While there are students itching to write and perform they're own music, often complaining about why they have to play all this "old stuff," many music students unwittingly become slaves to the written composition. Their safety net is the structured, black-and-white notes on a page, and any variations or requests to improvise is met with an anxious, fearful face.
The sooner you allow students to uncover their improvisational selves, the more invested they will be in their musical ability - emanating directly from a deeper awareness of music fundamentals as a whole.
The following tips and ideas will help you gently peel back existing layers of anxiety or fear in your students as they learn just how creative they can be - and how fun it is - to play with music.

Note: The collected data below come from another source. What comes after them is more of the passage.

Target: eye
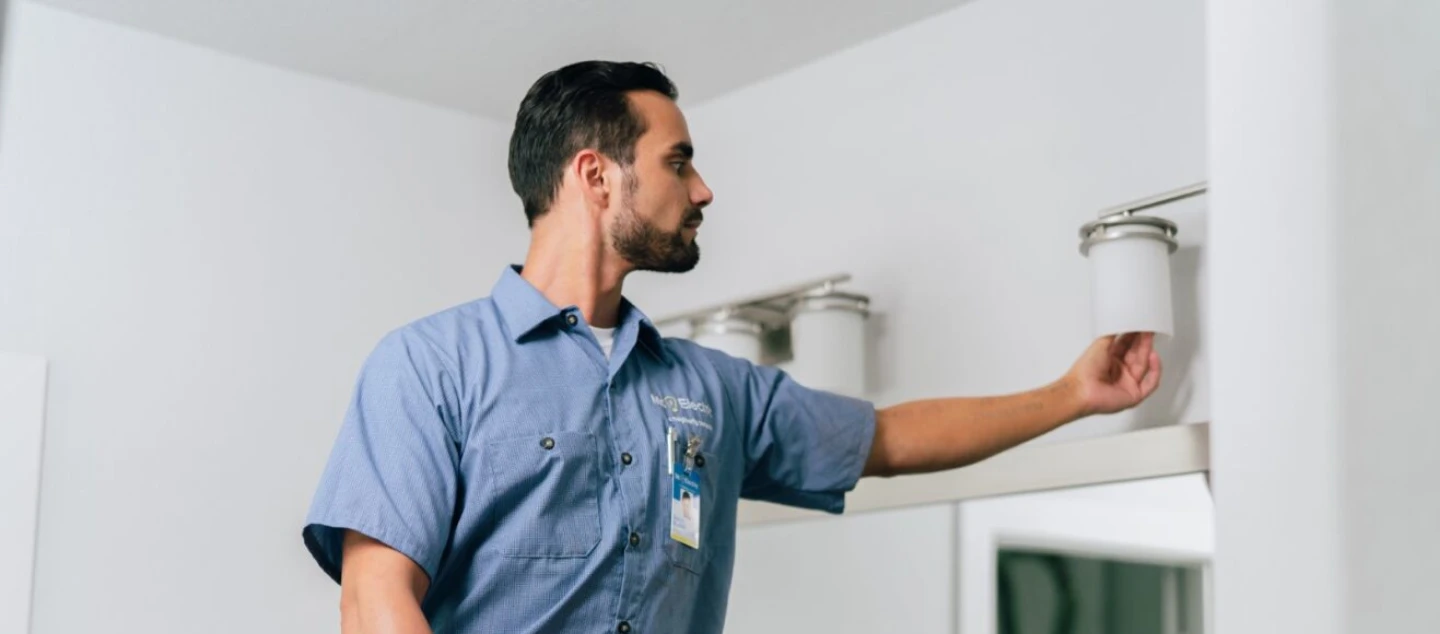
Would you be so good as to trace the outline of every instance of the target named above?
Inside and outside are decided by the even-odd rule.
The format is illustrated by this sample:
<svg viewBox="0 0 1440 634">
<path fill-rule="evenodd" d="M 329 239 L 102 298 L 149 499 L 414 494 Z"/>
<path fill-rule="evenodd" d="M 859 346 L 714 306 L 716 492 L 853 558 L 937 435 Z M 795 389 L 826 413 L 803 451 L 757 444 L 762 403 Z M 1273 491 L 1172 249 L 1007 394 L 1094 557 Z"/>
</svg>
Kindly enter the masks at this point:
<svg viewBox="0 0 1440 634">
<path fill-rule="evenodd" d="M 675 173 L 679 174 L 685 171 L 685 161 L 671 161 L 670 167 L 675 168 Z"/>
</svg>

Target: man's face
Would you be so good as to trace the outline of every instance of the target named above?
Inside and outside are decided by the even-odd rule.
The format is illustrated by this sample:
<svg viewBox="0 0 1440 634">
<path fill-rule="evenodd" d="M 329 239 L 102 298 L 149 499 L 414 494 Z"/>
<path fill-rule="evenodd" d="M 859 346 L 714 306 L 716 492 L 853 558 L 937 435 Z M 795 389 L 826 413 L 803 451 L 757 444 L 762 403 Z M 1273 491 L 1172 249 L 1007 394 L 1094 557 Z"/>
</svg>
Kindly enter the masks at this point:
<svg viewBox="0 0 1440 634">
<path fill-rule="evenodd" d="M 695 171 L 690 128 L 675 102 L 643 91 L 630 103 L 646 130 L 622 179 L 610 241 L 636 270 L 683 273 L 700 262 L 700 210 L 714 195 Z"/>
</svg>

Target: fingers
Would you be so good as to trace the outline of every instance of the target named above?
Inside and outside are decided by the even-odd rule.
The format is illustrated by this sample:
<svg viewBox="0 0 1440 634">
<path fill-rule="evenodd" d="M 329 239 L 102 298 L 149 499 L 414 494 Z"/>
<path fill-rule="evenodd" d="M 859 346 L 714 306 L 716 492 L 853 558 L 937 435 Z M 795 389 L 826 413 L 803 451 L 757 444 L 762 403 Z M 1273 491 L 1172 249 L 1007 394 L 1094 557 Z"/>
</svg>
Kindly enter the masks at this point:
<svg viewBox="0 0 1440 634">
<path fill-rule="evenodd" d="M 1108 339 L 1110 340 L 1110 345 L 1105 348 L 1105 356 L 1111 359 L 1119 359 L 1121 362 L 1124 362 L 1125 354 L 1130 349 L 1130 340 L 1133 337 L 1133 334 L 1134 333 L 1110 335 L 1108 337 Z"/>
<path fill-rule="evenodd" d="M 1150 357 L 1155 351 L 1155 333 L 1138 333 L 1132 340 L 1129 350 L 1125 351 L 1125 369 L 1130 376 L 1139 381 L 1149 370 Z"/>
<path fill-rule="evenodd" d="M 1141 377 L 1145 376 L 1145 366 L 1142 365 L 1140 359 L 1135 356 L 1136 353 L 1140 351 L 1140 346 L 1136 345 L 1138 338 L 1139 335 L 1133 332 L 1125 335 L 1126 345 L 1120 349 L 1117 355 L 1117 360 L 1120 362 L 1120 366 L 1124 368 L 1125 373 L 1137 382 Z"/>
<path fill-rule="evenodd" d="M 1115 335 L 1105 335 L 1104 337 L 1100 337 L 1100 338 L 1096 339 L 1095 341 L 1091 342 L 1091 343 L 1090 343 L 1090 348 L 1091 348 L 1092 350 L 1095 349 L 1095 348 L 1100 348 L 1100 349 L 1104 350 L 1106 353 L 1112 353 L 1112 354 L 1113 354 L 1114 351 L 1115 351 L 1115 342 L 1118 341 L 1119 339 L 1120 339 L 1120 338 L 1119 338 L 1119 337 L 1116 337 Z"/>
<path fill-rule="evenodd" d="M 1151 350 L 1149 371 L 1146 372 L 1144 378 L 1140 380 L 1140 398 L 1150 396 L 1150 394 L 1155 391 L 1155 388 L 1160 387 L 1160 374 L 1160 353 Z"/>
</svg>

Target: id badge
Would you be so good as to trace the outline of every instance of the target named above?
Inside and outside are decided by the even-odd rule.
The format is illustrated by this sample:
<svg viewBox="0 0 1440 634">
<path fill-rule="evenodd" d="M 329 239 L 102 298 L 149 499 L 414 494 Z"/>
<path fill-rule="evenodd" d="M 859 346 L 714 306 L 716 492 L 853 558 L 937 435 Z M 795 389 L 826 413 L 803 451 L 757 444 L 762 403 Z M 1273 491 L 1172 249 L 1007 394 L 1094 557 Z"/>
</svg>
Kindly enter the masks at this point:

And, of course, any musician who can improvise is undeniably more prepared to bridge the gap between lapsed measures in the middle of a performance when an inevitable "mental blank" occurs.
If students have formed a shameful history with "making mistakes," they have a more difficult time learning to relax and improvise. Music has already become a rigid landscape in which stepping outside defined boundaries results in "landing in the lava pit," so to speak. Thus the sooner you have them begin improvising, allowing them to play with music - learn what works and what doesn't, what notes blend and which don't - the more confident they become with improvisation as a whole.
Different instructors do this in different ways, so find what feels most comfortable for you. However, ideas might include letting students have 5 or 10-minutes to improvise after their warm-ups and before beginning rehearsal.
Certain students may even enjoy "performing" their improvisational themes for one another as a class or in small groups. Or, maybe you prefer to get to business first, and allow room for improvisation afterwards. If time is really tight, you might open up Improv Fridays, or some tradition like that, where a larger chunk of practice time is devoted to creative musical experimenting.
Ear training is essential to musicianship, but we often take a microscopic view of what ear training really means - emphasizing solfege and pitch matching. In the world of improvisation, ear training moves off-the-page – asking students to recreate sounds they hear on a daily basis. Perhaps younger children recreate the sounds of a duck or a cow or the difference between a happy mother's voice and an angry one. As they mature, you may request them to listen to the sounds outside and play what they hear - be it the maintenance crew's lawn mower or the leaves in the tree, raindrops on a roof or the laughing children in the hallway.
Not only are these exercises fun and playful, they also help children to feel musical expression from the inside first, rather than working from the outside-in, as is often the case with sheet music.
Shy students or students who strive constantly for "perfection" find it difficult to step out on a limb on their own. Just as chamber practice and performance provides "safety in numbers," improvising in groups cultivates a more fun, collaborative and inspired experience – particularly if you allow groups to compose a song over the course of a quarter, semester or year.
This idea gives students a chance to work with a musical piece that inspires them. They can select any piece of music they love, and then work to recreate favorite solos by ear.
Since improvising requires an ear – a sense of where the music has been and where it is going – playing along with a new piece of music is a great way to improvise. This version of improvisation may also feel safer for students who are reticent to improvise alone for fear of making mistakes.
Playing along with a recorded piece allows students to improvise simultaneously as a class (bonus for instructors tight on time). Everyone can improvise how they want - matching a melody line or creating a new harmony - all of which broaden a musician's skill set.
Choose a particular key - the key of E or C# - and have students create a small composition or melody line within that key. This is a wonderful way to hone students' awareness of specific pitches and keys as they expand their knowledge. You can use this idea when a piece of current music is set in a particular key in order to build muscle and ear memory.
Improvisation makes music practice fun, and simultaneously creates more proficient and well-rounded musicians.